My main training partner down on the floor is Alex Younger, whom I’ve competed against and with at competitions. We always have good laughs on the floor.
I’ve also now got a girlfriend (@tamarind111) who’s probably better than me at CrossFit. She’s supportive, great to train with, has the same vision as me and is willing to throw herself into a painful situation in terms of getting better at the sport.
The people I train with and those I surround myself with are my support system—they all support and understand me in my journey.
How do you improve your mental game outside the gym?
I always go back to my support system. I have people who understand what I do—my family, Ed my brother and my coach, the guys I train with—but not necessarily my friends.
Friends are great to have a laugh with but they don’t always understand the amount of effort, time and commitment you put into something and how much responsibility you have if things don’t go right, and the fear of letting people down.
I’ve always been pretty good with mindset and I’m pretty focused and good at staying in my own lane. If I do poorly in training or at an event, I’m good at drawing a line and moving on with it while other people would dwell on it and constantly talk about it.
What aspects of being a high-level athlete are the most difficult for you?
Balancing work, training and maintaining my body. I’m not young compared to the sport, and a lot of the guys coming to the sport in their teens or early 20s are freaks—it’s unbelievable.
I’m turning 30 this year so it’s natural that the body would start to deteriorate faster than a younger person would. I’ve just got to be more mindful of that and make sure I stay on top of my recovery.

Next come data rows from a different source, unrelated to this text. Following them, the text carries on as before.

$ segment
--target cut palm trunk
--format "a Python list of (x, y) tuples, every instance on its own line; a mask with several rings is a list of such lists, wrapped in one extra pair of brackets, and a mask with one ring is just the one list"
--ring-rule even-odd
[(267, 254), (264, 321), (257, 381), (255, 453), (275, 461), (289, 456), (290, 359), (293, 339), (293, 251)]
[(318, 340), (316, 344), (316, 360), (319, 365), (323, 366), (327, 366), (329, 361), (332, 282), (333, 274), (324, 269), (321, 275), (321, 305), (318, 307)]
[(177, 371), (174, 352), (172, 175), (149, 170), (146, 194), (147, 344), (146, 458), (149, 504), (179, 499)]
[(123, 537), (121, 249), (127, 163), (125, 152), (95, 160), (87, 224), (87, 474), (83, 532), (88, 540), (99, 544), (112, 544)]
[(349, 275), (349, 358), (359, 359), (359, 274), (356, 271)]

Which aspects are the most fun?
The Asia CrossFit Championship was a great example. I’ve always enjoyed it even if I’ve not done so well in the competition.
I just love that side of things—having people cheer for you being out on the competition floor. That probably comes from my rugby background—you don’t get much better than playing HK Sevens playing in front of 40,000 people in the Hong Kong Stadium.
Having that kind of adrenaline as you run out on the pitch is the same as the “3,2,1...go!”, whether it’s a one minute or a 20-minute workout. Competition is the time you get to show what you’ve done for the last three, six, or nine months and showcase who you are as an athlete.